Sah Züge schwinden, Züge nahn.
Der arme Sauerampfer
Sah Eisenbahn um Eisenbahn,
Sah niemals einen Dampfer

Das ist irgendwie zwingend. Oder gibt es außer „Dampfer“ sonst noch einen Reim zu Sauerampfer?

Das anfängliche Staunen, die Sorge, wo das alles enden werde, auch die Freude über die neuen Möglichkeiten gingen in der zweiten Hälfte des 19. Jahrhunderts allmählich in gelassene Gewöhnung über. Die Eisenbahn war bald ein nicht mehr wegzudenkender Bestandteil, ja ein treibender Faktor des Handels, der Industrie. Allenthalben, nicht nur in Mitteleuropa, hatte sich der Erlebniskreis der Menschen schnell erweitert. Freilich trug die Eisenbahn auch, spätestens im 1. Weltkrieg, zur Ausdehnung und Beschleunigung militärischer Operationen bei, transportierte Soldaten, Waffen und Nachschub in früher nicht vorstellbarem Umfang über große Entfernungen.
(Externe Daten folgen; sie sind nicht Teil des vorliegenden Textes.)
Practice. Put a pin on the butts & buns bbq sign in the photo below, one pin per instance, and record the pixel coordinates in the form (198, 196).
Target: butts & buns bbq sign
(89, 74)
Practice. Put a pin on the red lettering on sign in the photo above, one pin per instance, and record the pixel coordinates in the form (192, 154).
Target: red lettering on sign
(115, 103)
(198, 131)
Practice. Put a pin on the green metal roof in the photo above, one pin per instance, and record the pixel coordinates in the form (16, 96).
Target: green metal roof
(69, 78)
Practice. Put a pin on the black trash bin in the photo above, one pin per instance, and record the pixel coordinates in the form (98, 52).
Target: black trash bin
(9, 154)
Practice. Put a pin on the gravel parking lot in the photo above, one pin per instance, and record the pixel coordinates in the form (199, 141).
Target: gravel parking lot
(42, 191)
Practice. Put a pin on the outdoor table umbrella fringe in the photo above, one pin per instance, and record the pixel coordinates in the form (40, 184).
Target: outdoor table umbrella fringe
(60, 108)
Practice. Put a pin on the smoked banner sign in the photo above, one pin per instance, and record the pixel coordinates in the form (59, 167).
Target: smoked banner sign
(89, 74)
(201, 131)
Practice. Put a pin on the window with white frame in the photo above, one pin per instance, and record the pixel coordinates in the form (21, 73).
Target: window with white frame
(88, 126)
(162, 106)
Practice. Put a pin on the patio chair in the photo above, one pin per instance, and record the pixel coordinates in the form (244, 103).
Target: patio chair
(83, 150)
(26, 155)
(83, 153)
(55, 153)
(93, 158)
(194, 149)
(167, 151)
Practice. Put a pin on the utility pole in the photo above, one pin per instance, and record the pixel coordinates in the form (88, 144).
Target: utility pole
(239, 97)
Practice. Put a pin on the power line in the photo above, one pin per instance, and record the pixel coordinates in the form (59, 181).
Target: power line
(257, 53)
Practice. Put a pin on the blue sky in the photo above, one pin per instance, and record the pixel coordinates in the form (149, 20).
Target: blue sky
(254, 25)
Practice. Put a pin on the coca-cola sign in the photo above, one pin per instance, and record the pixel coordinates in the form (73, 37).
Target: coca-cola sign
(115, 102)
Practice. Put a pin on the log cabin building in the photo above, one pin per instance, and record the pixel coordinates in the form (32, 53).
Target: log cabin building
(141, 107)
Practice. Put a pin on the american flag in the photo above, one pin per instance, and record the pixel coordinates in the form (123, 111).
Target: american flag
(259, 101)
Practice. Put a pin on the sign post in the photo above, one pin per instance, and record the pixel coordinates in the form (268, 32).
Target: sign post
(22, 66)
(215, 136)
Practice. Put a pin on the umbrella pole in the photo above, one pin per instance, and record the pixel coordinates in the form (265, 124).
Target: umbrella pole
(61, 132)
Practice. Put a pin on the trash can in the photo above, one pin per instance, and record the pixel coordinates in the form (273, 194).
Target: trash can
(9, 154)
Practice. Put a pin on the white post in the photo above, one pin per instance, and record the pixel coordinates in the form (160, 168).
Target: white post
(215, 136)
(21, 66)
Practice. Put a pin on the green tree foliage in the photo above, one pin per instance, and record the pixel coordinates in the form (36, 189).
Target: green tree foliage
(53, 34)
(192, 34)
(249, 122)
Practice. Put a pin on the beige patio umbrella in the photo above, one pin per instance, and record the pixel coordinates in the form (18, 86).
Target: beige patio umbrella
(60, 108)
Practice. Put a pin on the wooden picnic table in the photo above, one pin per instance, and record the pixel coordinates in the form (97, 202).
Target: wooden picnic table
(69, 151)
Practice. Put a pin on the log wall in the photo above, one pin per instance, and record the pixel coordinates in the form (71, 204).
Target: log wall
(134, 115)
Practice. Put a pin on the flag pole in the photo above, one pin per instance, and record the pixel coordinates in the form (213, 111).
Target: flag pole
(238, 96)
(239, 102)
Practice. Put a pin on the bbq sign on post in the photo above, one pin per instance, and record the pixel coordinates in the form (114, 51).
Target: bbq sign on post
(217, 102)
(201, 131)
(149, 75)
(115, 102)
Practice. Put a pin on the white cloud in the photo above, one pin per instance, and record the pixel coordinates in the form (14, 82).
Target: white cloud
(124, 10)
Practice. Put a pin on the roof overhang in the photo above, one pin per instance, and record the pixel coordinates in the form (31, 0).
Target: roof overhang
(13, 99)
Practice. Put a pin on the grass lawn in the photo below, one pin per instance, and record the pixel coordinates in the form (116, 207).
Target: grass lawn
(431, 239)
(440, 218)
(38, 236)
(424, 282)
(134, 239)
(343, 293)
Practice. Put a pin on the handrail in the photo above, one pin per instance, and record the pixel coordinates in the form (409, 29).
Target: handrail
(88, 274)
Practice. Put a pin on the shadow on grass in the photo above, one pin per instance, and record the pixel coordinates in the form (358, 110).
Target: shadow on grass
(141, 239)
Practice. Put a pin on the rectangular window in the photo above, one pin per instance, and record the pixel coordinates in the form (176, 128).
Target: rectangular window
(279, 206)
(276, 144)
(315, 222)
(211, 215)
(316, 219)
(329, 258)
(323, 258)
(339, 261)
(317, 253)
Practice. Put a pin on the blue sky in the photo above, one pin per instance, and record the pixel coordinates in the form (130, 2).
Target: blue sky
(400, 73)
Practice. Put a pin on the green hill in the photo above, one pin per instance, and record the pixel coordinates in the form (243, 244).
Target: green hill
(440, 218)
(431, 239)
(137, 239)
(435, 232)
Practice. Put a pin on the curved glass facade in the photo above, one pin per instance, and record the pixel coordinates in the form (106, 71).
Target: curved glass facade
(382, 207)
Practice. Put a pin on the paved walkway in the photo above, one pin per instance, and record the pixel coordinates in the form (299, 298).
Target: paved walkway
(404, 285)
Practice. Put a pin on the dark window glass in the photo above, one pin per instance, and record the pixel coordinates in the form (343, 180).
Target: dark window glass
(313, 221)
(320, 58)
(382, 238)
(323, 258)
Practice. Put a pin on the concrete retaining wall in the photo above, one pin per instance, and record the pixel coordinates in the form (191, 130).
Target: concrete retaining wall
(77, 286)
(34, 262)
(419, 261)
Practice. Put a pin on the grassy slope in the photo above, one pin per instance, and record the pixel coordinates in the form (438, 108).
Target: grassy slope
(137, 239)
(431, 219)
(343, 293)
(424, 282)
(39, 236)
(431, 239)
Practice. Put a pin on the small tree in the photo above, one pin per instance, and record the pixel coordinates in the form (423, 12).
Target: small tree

Schnell auch war die Eisenbahn, schon früh fast überall Staatsunternehmen, zu einem großen Arbeitgeber geworden. In Deutschland traten am 5. Februar 1922 gleichzeitig Hunderttausende von Bahnangestellten in den Streik, ein Arbeitskampf bis dahin unbekannten Ausmaßes. Es ging um die Bezahlung und die Arbeitsbedingungen. Kurt Tucholsky (siehe oben) fasste das Anliegen der Streikenden wenige Tage darauf in Verse:

Unnötig

Aber ohne jedes Recht.
Die Frau, die Kinder wollen Schuhe.
Wißt ihr, wie solcher Dienst den Körper schwächt?
Tag-, Nachtschicht und das bißchen Ruhe.

Ja, standet ihr schon mal am Führerstand?
Der Kessel glüht – es ziehn die Winde.
Heiß-kalt, kalt-heiß wird seine Führerhand …
Wo ist sein Sinn! Bei seinem Kinde?

Wo ist sein Sinn? Die Augen spähn: »Fahrt frei!«
Er darf nicht einen Griff versäumen.
Er sieht das Vorsignal und Weiche III -
I
hr könnt auf weichen Polstern träumen,

Wollt ihr nicht sichere Fahrt durch euer Land?
Wie soll der Dienst tun mit den Sorgen?
Zweihundert Leben in der einen Hand –
und dieser Hand will keiner, keiner borgen?

Er hat’s nicht leicht der Mann vom Flügelrad.
Stets droht der Tod. Er soll nicht ein Mal fehlen.
Ihr tut’s für euch: Macht seine Kinder satt!
Wer fünf Milliarden für die Reichswehr hat,
der darf uns nichts von Sparsamkeit erzählen!